Paper No. 14-7
Presentation Time: 3:00 PM
PRESERVATION OF A DIVERSE ICHTHYOFAUNA IN MIOCENE AND PLIOCENE LAKES ON THE WESTERN SNAKE RIVER PLAIN, IDAHO AND OREGON
The Western Snake River Plain (WSRP) is a Neogene rift that hosted a series of lakes. Lacustrine sediments in the WSRP are excellently exposed at many localities south of the Snake River. They are primarily friable silts and sands and interbedded volcanics, with abundant fossils, of the Poison Creek Fm (11.3 to 8.9 Ma), Chalk Hills Fm (ca 8.5 to a minimum of 6.4 Ma), and Glenns Ferry Fm (4.3 to 1.8 Ma), each separated by unconformities. Interbedded basalts and tephras provide an excellent radiogenic stratigraphic context for understanding evolutionary diversification.
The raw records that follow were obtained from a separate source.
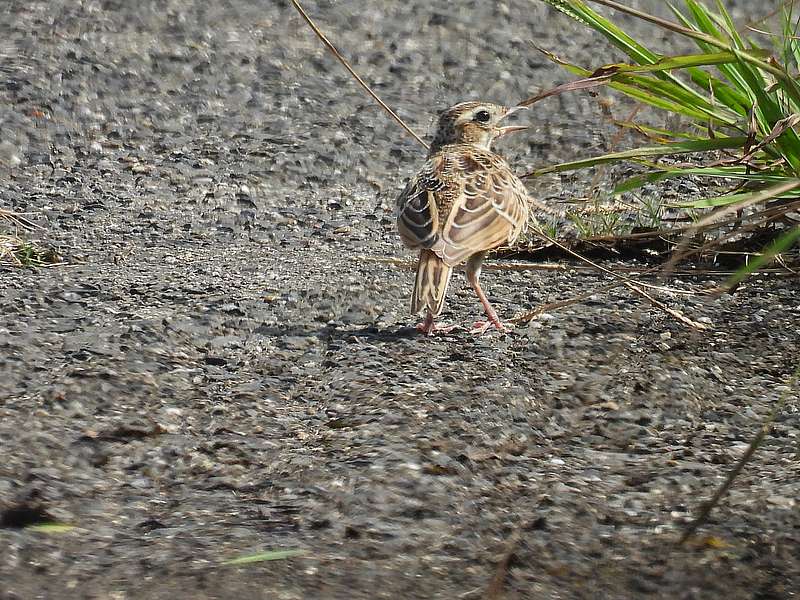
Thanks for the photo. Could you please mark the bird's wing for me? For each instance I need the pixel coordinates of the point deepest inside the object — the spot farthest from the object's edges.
(462, 202)
(417, 208)
(491, 210)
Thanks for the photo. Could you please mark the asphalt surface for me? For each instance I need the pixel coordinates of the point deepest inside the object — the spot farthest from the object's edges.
(225, 365)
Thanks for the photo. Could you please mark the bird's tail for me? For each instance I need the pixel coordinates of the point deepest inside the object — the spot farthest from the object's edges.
(433, 277)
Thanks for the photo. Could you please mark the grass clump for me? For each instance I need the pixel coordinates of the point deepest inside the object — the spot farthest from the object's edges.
(15, 250)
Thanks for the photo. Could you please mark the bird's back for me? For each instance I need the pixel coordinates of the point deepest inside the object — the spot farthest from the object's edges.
(464, 200)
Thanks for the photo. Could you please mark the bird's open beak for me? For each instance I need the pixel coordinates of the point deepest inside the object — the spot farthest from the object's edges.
(512, 128)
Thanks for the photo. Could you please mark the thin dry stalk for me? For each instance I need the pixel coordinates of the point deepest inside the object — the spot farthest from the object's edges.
(352, 72)
(634, 286)
(599, 78)
(766, 427)
(714, 219)
(17, 220)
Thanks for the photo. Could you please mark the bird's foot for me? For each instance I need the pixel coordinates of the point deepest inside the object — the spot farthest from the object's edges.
(431, 328)
(480, 327)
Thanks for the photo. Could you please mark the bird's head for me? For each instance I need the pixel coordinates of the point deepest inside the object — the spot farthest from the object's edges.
(475, 123)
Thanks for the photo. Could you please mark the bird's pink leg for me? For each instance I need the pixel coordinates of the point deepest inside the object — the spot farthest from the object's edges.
(473, 273)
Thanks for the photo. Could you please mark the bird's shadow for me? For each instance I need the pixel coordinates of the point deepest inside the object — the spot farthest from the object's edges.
(332, 333)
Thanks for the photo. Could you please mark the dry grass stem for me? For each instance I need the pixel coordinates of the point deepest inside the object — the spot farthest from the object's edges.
(355, 75)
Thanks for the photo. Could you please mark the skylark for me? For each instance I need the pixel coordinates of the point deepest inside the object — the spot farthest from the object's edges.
(462, 203)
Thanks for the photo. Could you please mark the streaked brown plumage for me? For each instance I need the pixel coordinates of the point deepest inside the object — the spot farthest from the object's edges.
(462, 203)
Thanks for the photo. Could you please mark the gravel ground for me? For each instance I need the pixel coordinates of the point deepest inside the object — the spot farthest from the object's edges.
(215, 372)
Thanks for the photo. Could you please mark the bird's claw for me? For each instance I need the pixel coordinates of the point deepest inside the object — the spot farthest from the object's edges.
(480, 327)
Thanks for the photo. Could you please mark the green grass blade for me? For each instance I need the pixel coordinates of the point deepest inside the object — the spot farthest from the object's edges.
(735, 172)
(768, 254)
(726, 200)
(663, 150)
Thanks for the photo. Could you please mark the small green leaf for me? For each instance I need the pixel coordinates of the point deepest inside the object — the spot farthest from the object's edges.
(264, 556)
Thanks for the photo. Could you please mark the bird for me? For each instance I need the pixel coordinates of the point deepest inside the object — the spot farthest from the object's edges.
(463, 202)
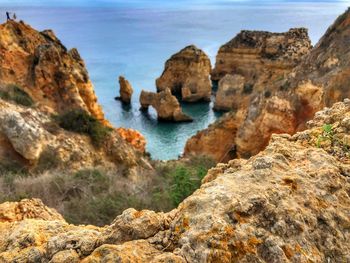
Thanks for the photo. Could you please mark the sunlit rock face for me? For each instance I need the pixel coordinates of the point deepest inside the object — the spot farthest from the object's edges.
(259, 56)
(55, 77)
(36, 66)
(125, 90)
(289, 203)
(187, 74)
(274, 102)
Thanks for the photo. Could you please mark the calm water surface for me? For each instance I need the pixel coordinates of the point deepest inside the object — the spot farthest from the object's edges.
(135, 40)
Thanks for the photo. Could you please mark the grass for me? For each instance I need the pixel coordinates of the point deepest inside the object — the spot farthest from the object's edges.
(16, 94)
(97, 196)
(80, 121)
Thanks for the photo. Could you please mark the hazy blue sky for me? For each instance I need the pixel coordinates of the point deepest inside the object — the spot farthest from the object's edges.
(147, 3)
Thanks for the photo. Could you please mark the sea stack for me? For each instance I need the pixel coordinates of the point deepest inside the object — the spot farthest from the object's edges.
(125, 90)
(167, 106)
(187, 74)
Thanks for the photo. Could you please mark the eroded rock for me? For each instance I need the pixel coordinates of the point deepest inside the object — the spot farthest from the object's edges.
(187, 73)
(289, 203)
(125, 90)
(230, 93)
(278, 103)
(167, 106)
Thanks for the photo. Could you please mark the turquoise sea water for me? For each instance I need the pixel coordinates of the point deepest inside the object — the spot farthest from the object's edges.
(135, 38)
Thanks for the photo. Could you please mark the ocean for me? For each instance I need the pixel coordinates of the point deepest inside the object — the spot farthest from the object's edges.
(135, 38)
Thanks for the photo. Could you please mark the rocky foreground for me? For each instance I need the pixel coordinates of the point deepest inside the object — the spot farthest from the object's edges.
(289, 203)
(40, 82)
(273, 83)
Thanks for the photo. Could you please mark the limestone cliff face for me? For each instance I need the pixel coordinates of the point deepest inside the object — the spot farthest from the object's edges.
(38, 62)
(187, 73)
(231, 93)
(27, 209)
(259, 56)
(287, 103)
(30, 138)
(290, 203)
(56, 81)
(167, 106)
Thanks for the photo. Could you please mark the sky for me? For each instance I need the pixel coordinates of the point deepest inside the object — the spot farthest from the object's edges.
(147, 3)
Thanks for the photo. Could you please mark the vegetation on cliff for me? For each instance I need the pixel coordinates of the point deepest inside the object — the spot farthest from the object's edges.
(97, 196)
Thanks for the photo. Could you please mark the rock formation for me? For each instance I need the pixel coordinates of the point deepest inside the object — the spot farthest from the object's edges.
(27, 209)
(167, 106)
(39, 78)
(230, 93)
(125, 90)
(31, 138)
(187, 74)
(261, 56)
(53, 76)
(287, 103)
(290, 203)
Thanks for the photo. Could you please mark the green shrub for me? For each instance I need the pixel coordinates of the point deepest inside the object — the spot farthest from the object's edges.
(82, 122)
(14, 93)
(180, 180)
(248, 88)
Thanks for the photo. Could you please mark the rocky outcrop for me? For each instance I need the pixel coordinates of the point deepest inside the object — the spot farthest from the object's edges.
(260, 56)
(167, 106)
(39, 78)
(187, 74)
(27, 209)
(56, 78)
(31, 139)
(230, 93)
(290, 203)
(125, 90)
(286, 103)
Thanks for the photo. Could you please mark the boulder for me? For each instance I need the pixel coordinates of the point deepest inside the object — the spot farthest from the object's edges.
(259, 55)
(167, 106)
(187, 74)
(53, 76)
(125, 90)
(311, 80)
(230, 93)
(27, 209)
(289, 203)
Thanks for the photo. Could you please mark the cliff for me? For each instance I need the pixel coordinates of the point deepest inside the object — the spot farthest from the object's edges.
(41, 84)
(260, 55)
(283, 104)
(167, 106)
(290, 203)
(52, 75)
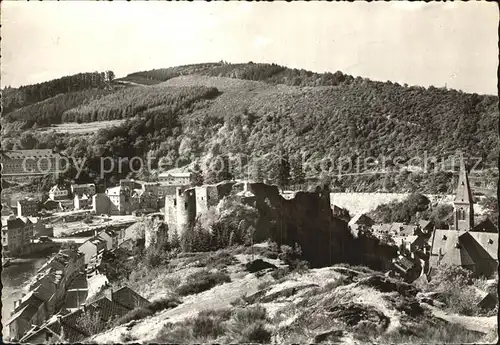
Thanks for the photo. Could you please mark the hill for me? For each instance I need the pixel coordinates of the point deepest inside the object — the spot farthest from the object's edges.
(232, 303)
(192, 113)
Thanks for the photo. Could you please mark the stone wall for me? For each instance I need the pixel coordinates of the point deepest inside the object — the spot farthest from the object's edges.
(364, 202)
(183, 206)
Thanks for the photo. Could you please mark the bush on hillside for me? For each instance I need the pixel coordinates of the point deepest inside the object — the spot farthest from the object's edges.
(143, 312)
(202, 281)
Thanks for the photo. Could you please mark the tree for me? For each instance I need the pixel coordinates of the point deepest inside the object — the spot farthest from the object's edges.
(90, 321)
(174, 240)
(110, 76)
(297, 172)
(280, 170)
(196, 175)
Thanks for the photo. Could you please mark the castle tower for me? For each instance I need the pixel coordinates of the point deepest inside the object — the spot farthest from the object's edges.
(463, 218)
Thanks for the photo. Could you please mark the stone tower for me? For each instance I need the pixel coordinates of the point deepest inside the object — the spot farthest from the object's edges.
(463, 218)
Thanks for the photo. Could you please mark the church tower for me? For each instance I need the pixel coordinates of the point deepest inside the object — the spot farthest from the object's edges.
(463, 210)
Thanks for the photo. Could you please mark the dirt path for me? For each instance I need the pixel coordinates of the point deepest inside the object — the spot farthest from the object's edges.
(483, 324)
(219, 297)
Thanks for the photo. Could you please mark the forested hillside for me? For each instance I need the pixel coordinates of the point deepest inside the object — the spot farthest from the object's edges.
(192, 113)
(14, 98)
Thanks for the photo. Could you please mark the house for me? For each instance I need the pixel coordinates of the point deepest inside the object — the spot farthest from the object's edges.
(40, 228)
(85, 188)
(476, 251)
(128, 298)
(31, 311)
(175, 178)
(58, 193)
(485, 225)
(111, 238)
(17, 235)
(65, 326)
(27, 207)
(128, 235)
(46, 292)
(362, 219)
(77, 292)
(144, 199)
(51, 205)
(29, 163)
(426, 226)
(92, 247)
(407, 267)
(82, 201)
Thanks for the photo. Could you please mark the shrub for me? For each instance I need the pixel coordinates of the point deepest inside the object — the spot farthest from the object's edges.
(208, 323)
(264, 284)
(143, 312)
(433, 333)
(280, 273)
(248, 325)
(202, 281)
(255, 333)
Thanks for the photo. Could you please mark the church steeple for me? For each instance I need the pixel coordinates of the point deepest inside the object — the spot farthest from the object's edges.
(464, 211)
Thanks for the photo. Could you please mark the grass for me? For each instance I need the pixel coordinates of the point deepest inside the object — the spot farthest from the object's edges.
(202, 281)
(143, 312)
(440, 332)
(242, 325)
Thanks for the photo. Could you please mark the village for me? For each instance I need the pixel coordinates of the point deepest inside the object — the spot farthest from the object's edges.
(89, 227)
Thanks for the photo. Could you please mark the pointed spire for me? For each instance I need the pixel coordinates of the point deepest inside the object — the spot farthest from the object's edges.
(463, 194)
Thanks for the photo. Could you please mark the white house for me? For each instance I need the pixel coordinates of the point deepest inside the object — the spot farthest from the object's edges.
(58, 193)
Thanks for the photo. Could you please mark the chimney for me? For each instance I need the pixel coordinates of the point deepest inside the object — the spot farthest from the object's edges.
(108, 293)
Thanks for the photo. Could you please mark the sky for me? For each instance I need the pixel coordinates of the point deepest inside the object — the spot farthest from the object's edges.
(441, 44)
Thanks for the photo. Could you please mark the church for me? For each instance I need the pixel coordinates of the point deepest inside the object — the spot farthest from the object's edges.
(471, 246)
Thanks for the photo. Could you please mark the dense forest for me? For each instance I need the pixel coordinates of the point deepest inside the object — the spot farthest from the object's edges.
(319, 125)
(14, 98)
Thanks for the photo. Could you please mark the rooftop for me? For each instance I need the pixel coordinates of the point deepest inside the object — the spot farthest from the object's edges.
(22, 154)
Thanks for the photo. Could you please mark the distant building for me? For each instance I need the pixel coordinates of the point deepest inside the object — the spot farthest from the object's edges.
(47, 292)
(485, 225)
(110, 237)
(19, 164)
(82, 201)
(119, 198)
(183, 206)
(177, 179)
(64, 327)
(92, 247)
(27, 207)
(58, 193)
(40, 228)
(86, 188)
(17, 236)
(477, 251)
(463, 205)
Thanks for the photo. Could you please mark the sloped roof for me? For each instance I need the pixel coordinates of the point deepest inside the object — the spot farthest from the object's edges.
(361, 218)
(75, 298)
(424, 223)
(128, 298)
(21, 154)
(16, 223)
(464, 247)
(382, 227)
(463, 193)
(487, 241)
(485, 225)
(25, 313)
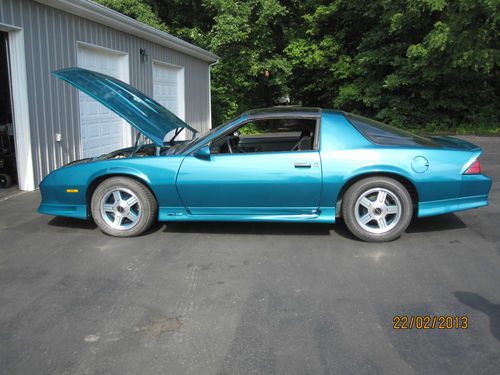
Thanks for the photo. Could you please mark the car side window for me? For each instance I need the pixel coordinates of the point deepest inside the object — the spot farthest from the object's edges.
(268, 135)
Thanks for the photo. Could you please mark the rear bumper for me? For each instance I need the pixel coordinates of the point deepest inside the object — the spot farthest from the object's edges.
(474, 191)
(451, 205)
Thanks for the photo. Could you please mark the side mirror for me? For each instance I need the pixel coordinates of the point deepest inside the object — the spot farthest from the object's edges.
(203, 153)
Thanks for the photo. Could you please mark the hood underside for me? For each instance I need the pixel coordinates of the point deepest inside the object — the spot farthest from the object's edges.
(146, 115)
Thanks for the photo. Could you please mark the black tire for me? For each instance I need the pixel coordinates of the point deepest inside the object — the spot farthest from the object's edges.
(5, 180)
(146, 207)
(353, 215)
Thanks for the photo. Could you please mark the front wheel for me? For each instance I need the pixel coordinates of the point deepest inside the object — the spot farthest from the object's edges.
(123, 207)
(377, 209)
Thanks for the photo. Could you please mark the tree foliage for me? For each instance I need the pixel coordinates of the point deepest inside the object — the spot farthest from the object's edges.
(412, 63)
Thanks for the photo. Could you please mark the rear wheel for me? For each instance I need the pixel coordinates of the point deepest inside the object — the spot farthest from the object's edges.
(377, 209)
(123, 207)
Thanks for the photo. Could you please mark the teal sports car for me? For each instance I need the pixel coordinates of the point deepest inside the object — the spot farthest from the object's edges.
(287, 164)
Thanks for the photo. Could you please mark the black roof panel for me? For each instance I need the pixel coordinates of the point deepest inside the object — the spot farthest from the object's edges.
(279, 111)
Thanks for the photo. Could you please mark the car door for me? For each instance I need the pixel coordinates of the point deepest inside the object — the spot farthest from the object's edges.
(254, 183)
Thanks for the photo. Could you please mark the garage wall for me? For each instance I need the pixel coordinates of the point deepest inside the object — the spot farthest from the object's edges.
(51, 38)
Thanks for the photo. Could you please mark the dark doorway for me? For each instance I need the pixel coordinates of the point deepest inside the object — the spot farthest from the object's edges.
(8, 173)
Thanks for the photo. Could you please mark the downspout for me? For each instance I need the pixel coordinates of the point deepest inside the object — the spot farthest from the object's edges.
(210, 94)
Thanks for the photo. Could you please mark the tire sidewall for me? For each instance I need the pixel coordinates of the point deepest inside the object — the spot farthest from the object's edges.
(146, 200)
(356, 190)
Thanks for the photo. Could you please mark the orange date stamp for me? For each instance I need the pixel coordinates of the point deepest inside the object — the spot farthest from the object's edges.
(405, 322)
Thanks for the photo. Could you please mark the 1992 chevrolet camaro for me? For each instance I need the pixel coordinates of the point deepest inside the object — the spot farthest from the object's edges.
(284, 164)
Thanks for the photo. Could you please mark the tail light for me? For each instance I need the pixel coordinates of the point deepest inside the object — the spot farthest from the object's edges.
(474, 168)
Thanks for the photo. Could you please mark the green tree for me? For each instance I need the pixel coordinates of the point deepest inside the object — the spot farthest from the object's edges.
(412, 63)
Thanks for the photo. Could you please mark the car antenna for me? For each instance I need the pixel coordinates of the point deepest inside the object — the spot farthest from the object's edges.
(137, 146)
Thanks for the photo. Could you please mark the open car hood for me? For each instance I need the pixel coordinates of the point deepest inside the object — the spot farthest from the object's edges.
(146, 115)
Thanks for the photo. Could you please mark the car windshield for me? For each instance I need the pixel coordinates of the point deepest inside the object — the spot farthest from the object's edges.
(200, 139)
(384, 134)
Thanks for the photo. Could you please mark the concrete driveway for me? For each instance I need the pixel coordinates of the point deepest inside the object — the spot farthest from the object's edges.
(219, 298)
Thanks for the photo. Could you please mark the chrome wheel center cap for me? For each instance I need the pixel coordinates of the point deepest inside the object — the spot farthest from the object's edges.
(378, 211)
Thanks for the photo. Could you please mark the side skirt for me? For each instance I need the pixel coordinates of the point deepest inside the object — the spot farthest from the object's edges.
(325, 215)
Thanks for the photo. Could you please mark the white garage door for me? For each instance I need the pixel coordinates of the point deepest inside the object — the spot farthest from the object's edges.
(102, 131)
(168, 89)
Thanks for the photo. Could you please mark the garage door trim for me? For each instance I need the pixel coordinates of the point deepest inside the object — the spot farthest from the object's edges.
(180, 89)
(124, 76)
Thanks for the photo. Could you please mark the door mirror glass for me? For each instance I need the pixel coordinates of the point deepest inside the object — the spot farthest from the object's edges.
(202, 153)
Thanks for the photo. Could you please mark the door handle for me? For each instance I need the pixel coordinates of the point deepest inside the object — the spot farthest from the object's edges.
(302, 165)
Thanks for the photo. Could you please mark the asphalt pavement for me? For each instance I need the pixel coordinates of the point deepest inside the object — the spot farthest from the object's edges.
(241, 298)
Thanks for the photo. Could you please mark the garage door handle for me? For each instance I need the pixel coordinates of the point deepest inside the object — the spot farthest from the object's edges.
(302, 165)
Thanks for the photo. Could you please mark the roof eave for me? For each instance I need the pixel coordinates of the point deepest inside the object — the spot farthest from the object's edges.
(109, 17)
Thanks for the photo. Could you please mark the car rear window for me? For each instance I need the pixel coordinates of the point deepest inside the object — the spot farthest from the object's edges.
(384, 134)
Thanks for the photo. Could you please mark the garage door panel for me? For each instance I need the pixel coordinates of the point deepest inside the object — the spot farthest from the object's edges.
(102, 131)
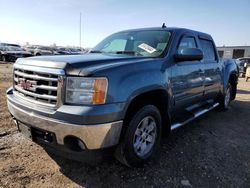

The Poison Creek Fm remains poorly understood; but the Chalk Hills Fm and Glenns Ferry Fm have been under investigation for over a century. Sedimentological and biological data (limestones, diatoms, ostracods, mollusks, and fishes) reveal the lakes to have been well-oxygenated and slightly alkaline. The Glenns Ferry Lake was deep and oligotrophic. Tens of thousands of individual fish bones from these lakes and many intact crania have been collected since 1870. Most fish bones here are disarticulated, excellently preserved, free of matrix and without distortion. Collectively the assemblage provides large samples of three-dimensional elements, which can be compared with those of extant and fossil taxa. The ichthyofaunas of the Chalk Hills (25 sp.) and Glenns Ferry (32 sp.) lakes include representatives of salmonids, minnows, suckers, catfish, sunfish, and sculpins. These assemblages are the most diverse faunas from any Neogene site in North America and include the largest diversity of fossil salmonids anywhere; they provide benchmark data for historical biogeography of the western North American fish fauna. Comparison with modern analogs permits interpretations of niche partitioning and speciation processes. The presence of migratory and lake-locked salmonids suggest intermittent connection to the sea, at the same time that salmonid remains first appear in coastal marine and tributary sediments of California, Washington, and Oregon. WSRP Neogene taxa are most closely related to modern fishes of the Sacramento and Klamath drainages, while ichthyofaunas from the Ringold Fm, adjacent to the Columbia River in central Washington, imply regional connections before and during the latter half of the Glenns Ferry deposition.